What is travel?

Airbnb is certainly trying to define it, with the message that inclusion and community make for memorable experiences. We shouldn’t stand for standard, the homogeneity of a hotel chain.

The internet in general is encouraging a fightback again corporate globalisation (though perhaps these are simply our death throes?), with everything from homespun craft available through Etsy and crowdsourced cycle routes on Strava.

I watched John Kearns perform recently (a storytelling comic that won the Edinburgh Comedy Award) and he had one line designed to show how much he wanted to return to a more personal world.

He spoke about seeing tourists in the more garish areas of London promoted by guidebooks, such as Picadilly Circus, and how he wanted to talk to each of them and tell them about the really niche and beautiful parts of London, often tucked in neighbourhoods that tourists never make it to.
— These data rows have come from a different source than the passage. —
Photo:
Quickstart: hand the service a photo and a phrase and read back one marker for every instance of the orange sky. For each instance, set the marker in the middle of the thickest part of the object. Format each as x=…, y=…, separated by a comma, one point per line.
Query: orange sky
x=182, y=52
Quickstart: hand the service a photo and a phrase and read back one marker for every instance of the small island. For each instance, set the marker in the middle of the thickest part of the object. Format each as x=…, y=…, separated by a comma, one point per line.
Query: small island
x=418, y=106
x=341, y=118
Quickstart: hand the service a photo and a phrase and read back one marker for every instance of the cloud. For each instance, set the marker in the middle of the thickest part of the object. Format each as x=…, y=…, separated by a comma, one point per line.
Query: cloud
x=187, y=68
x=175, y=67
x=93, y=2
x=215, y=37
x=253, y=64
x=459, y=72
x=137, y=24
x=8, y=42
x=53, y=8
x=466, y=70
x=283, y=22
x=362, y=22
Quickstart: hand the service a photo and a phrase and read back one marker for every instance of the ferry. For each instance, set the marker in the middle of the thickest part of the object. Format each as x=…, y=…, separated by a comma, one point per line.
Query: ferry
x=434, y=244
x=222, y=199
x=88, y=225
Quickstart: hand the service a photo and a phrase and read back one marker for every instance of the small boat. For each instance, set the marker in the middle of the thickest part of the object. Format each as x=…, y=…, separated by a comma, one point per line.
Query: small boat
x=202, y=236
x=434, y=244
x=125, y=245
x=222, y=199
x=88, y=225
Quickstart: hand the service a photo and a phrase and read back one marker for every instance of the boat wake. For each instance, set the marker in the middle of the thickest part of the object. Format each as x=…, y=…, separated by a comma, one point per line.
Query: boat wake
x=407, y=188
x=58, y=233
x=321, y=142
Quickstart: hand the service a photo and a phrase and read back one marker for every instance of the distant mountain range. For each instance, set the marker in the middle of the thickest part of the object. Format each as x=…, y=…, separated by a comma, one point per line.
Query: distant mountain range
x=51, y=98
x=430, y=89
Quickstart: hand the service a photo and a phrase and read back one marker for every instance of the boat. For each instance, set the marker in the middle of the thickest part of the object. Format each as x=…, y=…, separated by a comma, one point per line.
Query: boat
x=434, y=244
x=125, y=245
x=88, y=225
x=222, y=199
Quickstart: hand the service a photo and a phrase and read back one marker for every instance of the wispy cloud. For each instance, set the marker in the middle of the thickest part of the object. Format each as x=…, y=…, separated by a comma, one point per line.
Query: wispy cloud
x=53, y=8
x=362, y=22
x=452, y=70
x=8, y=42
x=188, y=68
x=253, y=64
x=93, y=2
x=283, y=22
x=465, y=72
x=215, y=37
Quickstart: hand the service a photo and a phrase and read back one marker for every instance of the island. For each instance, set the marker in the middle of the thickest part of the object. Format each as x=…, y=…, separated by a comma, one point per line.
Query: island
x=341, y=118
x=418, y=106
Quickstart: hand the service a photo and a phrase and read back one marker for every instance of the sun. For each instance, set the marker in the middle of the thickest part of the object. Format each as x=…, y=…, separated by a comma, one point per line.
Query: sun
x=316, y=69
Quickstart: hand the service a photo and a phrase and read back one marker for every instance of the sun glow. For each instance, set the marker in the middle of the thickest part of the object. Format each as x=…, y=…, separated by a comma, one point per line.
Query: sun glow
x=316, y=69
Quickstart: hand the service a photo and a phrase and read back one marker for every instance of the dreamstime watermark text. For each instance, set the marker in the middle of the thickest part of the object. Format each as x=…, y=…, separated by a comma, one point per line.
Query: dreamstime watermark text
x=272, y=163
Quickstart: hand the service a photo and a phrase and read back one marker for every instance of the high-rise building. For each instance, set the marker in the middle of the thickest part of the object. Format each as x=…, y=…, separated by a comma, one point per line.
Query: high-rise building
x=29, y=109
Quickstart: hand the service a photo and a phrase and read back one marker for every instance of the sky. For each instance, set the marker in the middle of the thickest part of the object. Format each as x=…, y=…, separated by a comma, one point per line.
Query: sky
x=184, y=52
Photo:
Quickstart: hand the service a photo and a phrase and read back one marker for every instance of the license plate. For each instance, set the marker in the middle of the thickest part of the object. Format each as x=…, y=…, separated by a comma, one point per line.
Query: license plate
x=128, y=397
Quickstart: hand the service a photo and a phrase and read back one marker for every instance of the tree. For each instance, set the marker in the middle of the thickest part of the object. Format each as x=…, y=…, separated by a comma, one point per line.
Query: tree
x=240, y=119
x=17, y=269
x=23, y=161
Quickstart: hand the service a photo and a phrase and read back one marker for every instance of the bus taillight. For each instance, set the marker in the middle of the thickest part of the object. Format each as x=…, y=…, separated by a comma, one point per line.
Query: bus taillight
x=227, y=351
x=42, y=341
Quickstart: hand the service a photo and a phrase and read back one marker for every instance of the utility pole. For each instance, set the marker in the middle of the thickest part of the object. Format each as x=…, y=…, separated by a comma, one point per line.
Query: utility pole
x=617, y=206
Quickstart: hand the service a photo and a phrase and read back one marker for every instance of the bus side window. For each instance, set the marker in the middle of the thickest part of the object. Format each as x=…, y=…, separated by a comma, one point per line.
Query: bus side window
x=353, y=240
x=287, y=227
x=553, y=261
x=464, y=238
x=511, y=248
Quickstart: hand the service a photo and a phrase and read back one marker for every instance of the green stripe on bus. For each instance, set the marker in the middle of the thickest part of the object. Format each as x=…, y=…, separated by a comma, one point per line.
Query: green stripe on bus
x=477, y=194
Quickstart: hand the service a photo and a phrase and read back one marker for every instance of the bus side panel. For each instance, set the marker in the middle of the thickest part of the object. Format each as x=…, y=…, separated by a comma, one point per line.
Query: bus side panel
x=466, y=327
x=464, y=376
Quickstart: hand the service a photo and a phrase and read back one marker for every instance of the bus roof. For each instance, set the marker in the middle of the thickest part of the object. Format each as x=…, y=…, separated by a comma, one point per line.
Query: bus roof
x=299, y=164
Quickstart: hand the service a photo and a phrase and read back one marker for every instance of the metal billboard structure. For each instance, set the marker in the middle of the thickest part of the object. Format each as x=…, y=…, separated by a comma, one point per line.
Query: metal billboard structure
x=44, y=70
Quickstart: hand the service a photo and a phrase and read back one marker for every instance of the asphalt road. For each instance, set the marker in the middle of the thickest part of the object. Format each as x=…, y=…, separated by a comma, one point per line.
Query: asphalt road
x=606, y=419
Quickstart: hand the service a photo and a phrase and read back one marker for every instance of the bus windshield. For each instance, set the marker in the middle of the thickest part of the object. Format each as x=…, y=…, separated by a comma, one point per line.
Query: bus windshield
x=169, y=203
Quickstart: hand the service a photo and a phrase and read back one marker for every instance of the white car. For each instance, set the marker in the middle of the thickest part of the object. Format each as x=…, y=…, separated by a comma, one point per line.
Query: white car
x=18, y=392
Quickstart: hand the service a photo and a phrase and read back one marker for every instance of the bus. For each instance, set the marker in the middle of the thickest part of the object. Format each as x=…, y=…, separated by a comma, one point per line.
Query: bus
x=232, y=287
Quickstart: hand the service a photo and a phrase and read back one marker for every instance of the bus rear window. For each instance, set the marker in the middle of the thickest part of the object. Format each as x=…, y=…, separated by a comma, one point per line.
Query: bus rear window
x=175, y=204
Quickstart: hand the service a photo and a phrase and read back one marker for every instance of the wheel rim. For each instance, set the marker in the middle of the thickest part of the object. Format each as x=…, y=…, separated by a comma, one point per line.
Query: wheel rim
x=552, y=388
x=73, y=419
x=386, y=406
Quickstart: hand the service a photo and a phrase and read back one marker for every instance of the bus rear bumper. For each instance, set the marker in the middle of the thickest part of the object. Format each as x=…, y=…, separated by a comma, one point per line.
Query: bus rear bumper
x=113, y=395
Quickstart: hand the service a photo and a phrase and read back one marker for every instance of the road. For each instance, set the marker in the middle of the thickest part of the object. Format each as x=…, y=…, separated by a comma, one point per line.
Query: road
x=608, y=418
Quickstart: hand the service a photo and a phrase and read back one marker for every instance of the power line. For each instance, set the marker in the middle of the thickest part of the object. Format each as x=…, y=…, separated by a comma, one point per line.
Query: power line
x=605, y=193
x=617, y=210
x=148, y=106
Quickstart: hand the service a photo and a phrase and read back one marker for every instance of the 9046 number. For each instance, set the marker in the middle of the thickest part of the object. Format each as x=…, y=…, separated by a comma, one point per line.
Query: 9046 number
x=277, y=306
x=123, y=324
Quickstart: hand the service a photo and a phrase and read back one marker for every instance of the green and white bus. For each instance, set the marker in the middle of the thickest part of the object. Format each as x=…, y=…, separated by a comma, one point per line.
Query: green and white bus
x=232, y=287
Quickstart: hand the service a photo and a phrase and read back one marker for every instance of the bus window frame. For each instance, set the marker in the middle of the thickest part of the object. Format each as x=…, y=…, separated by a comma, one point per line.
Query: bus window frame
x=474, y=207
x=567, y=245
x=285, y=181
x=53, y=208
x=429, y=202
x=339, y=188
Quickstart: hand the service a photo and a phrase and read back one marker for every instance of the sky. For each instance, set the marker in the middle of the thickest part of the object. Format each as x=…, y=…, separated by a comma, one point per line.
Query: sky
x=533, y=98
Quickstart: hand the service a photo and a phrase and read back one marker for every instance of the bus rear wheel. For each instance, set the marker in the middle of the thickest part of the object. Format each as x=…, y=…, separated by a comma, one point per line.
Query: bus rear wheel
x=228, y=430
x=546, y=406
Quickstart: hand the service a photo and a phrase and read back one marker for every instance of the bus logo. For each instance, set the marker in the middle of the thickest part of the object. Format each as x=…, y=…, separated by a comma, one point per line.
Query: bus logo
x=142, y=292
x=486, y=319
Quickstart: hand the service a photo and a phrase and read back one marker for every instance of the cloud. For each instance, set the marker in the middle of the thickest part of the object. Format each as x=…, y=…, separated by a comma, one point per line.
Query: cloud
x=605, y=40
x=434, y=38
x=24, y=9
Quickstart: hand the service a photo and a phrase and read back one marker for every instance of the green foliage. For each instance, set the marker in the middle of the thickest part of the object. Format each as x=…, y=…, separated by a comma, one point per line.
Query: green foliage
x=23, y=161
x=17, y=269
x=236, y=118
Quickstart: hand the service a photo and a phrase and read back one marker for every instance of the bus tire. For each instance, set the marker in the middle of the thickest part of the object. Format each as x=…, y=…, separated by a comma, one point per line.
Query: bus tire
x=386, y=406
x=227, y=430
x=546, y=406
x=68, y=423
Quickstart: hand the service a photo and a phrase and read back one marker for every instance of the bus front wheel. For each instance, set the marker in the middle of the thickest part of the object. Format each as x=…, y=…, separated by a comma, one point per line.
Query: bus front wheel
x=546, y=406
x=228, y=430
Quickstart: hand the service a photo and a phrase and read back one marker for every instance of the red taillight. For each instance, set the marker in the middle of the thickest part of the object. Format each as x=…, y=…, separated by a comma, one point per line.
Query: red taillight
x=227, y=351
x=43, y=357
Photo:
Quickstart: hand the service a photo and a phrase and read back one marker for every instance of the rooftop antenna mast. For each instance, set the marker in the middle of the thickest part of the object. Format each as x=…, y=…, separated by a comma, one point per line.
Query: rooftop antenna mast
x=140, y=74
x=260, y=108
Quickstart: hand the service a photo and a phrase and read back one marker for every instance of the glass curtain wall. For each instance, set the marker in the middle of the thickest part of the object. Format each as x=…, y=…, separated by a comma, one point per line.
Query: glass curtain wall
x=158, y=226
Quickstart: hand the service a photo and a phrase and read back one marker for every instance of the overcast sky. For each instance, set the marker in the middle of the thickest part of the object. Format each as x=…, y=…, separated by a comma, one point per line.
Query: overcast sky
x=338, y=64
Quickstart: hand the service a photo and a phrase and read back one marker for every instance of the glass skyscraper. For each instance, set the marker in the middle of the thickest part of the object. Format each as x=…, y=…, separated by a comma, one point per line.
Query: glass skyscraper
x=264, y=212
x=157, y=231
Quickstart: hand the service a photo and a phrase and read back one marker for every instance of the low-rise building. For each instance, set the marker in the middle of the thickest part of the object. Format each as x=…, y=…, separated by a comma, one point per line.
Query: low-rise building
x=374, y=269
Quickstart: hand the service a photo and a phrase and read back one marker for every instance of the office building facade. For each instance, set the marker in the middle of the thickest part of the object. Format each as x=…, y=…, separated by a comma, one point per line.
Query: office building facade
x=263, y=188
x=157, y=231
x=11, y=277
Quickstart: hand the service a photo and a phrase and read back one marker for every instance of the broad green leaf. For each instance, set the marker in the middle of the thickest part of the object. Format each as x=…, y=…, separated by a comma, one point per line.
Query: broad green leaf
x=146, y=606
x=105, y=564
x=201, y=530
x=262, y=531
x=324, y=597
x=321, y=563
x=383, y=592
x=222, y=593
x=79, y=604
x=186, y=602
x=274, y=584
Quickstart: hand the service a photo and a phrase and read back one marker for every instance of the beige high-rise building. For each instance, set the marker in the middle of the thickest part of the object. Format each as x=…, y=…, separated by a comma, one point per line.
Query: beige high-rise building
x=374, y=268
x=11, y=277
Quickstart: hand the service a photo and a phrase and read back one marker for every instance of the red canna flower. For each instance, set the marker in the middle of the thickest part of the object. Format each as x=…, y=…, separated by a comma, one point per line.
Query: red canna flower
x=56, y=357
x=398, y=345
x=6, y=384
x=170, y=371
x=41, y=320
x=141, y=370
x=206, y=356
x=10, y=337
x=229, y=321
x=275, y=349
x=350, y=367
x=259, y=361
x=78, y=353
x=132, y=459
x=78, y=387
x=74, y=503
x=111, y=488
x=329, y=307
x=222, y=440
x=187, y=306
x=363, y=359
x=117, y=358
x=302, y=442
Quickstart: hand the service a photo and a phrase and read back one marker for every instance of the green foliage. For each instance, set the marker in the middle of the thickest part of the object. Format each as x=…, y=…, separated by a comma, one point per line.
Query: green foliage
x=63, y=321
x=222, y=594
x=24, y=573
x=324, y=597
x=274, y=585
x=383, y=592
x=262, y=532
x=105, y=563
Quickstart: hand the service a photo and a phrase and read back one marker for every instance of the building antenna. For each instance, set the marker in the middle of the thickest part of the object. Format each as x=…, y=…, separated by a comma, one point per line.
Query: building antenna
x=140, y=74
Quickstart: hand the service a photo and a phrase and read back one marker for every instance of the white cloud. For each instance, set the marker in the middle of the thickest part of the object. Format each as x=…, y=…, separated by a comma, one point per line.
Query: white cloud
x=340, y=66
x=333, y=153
I’m getting to the point here. lastminute.com has produced a lovely piece of content designed to show parts of London that only the discerning have discovered*. It’s called 100 Things in London and it’s a nice bit of content marketing.

Let’s take a look and I’ll attempt to point out why it should go well.

100 things in London


As the entirety of human knowledge is closer to being fully catalogued online, curating information becomes more and more of a skill. Jo Harris-Cooksley, content marketing manager at lastminute.com, worked with local tour guides, historians and bloggers to find the right mix of trivia associated with each thing.

Of course, the more unique content, the more social love, the more links from potentially 100 or more parties affiliated with each of the 100 things in this list, the greater the SEO benefit.


User experience

I like the way the photographs are displayed without any additional information. It entices the user into clicking on an image. When one does, a light box appears with a smattering of information and the invitation to find out more (at an associated website).

This is great for allowing users to graze on the content, encouraging them to find something new. The ‘shuffle’ button also helps in this regard, though I would suggest this list has to be built out a lot more before the shuffle feature really starts to become fun.

Locational relevancy

The ‘near me’ feature is an example of how all experiences are now striving to provide extra degrees of relevance. By providing locational relevancy, this content has an extra use.

I’m currently in Manchester and, sure enough, based on my location I’m being advised to visit Uxbridge and East Finchley. So it works, even if it’s chiefly designed for mobile, on which I found it worked well.

lastminute london

It’s not just for people visiting London

Content marketing still adds value to a brand. I’m a London resident who’s enjoyed the content and therefore have a greater affinity with the brand than previously. 


If there is any company out there that hasn’t yet understood that imagery is vital for success on social media, I’d be surprised.

One might suggest that lastminute.com could have used a social network like Instagram or Pinterest for this project. Whilst I think that would be a good idea in addition, there’s no doubt that content is better sitting on your site if you want people in the right area and the associated SEO benefit.


Whilst content creators will never rival the breadth and depth of Tripadvisor, Tripadvisor itself is looking a little more prosaic these days. Maybe it needs a revamp to look as nice as this small content project from lastminute, a simple but impactful piece of content marketing. 

*I’m aware that Piccadilly Circus is indeed listed in here, too. A 99% hit rate is okay, I suppose. The lightbox points out this is the most photographed site in London, which surely points out how dearly we need alternative guides to London.